I’ve been privileged to work in the games industry for nearly 40 years. I co-founded Games Workshop in 1975 with an old school friend Steve Jackson with whom I also co-created Fighting Fantasy gamebooks in the 1980s. I made the leap into video games in the early 1990s, and as Chairman of Eidos launched Tomb Raider in 1995. These days my business interests lie in helping new digital games developers such as Playdemic and Midoki to become the world’s best games makers. The video games industry is big business. Annual global revenues from software are $50 billion and forecasted to rise to $90 billion by 2016. With console games, PC games and mobile games, there is something for everybody to play these days, both for men and women, and young and old. Games have become part of mainstream culture and are socially, culturally and economically important as music and film.

The games industry is in constant transition due to constant changes in technology. Moving away from boxed products sold at retail to digital services online, one thing in common that most new games have today is the need for big bandwidth.

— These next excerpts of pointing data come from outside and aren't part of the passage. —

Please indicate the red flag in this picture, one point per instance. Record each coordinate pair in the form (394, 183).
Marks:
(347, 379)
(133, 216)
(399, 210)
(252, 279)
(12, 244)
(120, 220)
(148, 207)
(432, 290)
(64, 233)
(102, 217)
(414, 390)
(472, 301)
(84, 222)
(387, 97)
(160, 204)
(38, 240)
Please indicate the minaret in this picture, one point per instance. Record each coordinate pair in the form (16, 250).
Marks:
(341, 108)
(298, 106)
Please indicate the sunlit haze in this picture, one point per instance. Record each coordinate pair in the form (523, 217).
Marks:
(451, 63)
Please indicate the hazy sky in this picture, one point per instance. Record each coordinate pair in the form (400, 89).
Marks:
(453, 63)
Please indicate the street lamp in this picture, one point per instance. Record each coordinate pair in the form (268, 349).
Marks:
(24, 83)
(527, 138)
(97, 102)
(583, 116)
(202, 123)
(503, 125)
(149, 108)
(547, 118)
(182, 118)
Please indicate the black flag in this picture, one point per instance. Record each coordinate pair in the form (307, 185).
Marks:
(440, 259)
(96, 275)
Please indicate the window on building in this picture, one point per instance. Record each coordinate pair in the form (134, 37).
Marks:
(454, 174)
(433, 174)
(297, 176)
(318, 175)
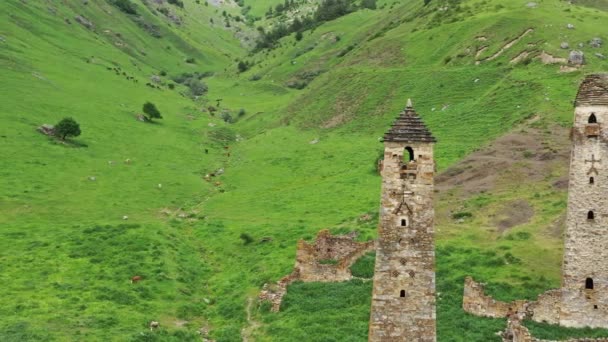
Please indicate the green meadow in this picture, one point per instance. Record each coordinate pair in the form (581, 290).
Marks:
(170, 200)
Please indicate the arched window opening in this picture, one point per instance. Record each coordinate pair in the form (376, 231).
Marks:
(408, 154)
(592, 118)
(589, 284)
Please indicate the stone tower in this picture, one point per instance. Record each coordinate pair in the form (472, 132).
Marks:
(585, 266)
(403, 299)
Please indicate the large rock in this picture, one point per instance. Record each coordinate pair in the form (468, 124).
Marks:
(576, 57)
(596, 42)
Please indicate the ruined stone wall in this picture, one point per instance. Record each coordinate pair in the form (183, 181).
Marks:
(403, 298)
(328, 259)
(476, 302)
(585, 265)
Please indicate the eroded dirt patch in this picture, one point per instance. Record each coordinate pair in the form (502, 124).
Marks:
(513, 214)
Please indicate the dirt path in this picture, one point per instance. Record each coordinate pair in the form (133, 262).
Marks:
(508, 45)
(251, 323)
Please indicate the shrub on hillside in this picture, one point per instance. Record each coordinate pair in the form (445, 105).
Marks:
(177, 3)
(67, 127)
(151, 111)
(125, 5)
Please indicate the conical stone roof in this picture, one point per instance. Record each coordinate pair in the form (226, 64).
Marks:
(593, 91)
(409, 128)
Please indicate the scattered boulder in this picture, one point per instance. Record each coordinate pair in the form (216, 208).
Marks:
(576, 57)
(154, 325)
(155, 79)
(84, 22)
(47, 129)
(596, 42)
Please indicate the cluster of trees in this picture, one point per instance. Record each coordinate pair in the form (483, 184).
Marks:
(328, 10)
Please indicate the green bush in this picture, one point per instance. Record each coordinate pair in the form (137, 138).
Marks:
(125, 5)
(67, 127)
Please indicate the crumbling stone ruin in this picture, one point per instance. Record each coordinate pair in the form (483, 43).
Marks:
(328, 259)
(582, 301)
(403, 297)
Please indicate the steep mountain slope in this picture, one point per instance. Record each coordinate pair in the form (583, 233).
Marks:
(293, 162)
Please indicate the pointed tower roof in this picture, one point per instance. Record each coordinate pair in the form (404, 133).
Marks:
(593, 91)
(409, 128)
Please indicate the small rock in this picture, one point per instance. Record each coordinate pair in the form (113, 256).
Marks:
(155, 79)
(596, 42)
(47, 129)
(84, 22)
(154, 325)
(576, 57)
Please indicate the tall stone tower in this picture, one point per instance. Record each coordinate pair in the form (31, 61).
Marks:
(403, 299)
(585, 266)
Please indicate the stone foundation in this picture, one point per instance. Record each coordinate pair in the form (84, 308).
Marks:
(328, 259)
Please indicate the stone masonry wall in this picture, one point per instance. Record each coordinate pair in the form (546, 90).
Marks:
(476, 302)
(585, 265)
(328, 259)
(403, 298)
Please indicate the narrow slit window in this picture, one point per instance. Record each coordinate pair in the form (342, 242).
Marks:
(592, 118)
(408, 154)
(589, 284)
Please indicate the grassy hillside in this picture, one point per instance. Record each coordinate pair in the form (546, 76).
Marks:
(293, 161)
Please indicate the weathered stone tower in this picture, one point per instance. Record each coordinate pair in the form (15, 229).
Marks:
(585, 266)
(403, 303)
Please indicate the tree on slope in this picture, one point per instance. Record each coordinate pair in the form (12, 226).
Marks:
(67, 127)
(151, 111)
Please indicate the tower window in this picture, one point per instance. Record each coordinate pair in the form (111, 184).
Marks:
(592, 118)
(589, 284)
(408, 154)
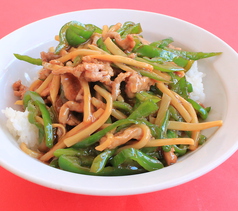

The cloud computing phenomenon that is taking place right now is certainly helping the growth and profitability of the video games industry. Super high-speed broadband is a must-have requirement. Cloud Gaming is the streaming of game play whereby players download a small client to gain access to the game running on a separate server. Server-based games also help solve piracy issues which were so prevalent in the boxed product era of video games.  With cloud gaming it is vital that bandwidth and latency issues are resolved to allow games to run at optimum speeds to keep players happy. Bandwidth affects the quality of play, and big bandwidth is needed so that people can enjoy the full experience. Also on hand are data compression solutions such as technology developed by Tangentix Ltd which compresses games ~ 3x. Bandwidth and connectivity should be a given so that game developers can concentrate on creating the best gameplay experience rather than worry about latency issues.

After surviving my fascinating tour of London’s sewers, I exited the impressive Victorian infrastructure via the same ladder that I used to begin my quest. As I stepped back out into the sunlight there was no crowd of cheering people awaiting my return to the outside world or the infamous Baron Sukumvit of Fang there to hand me a purse of 20,000 gold pieces for surviving his cruel dungeon. Although, let’s be honest, it was a safe bet that under the watchful eye of the brilliant Thames Water team I was always going make it out alive and well, Bloodbeast or no Bloodbeast!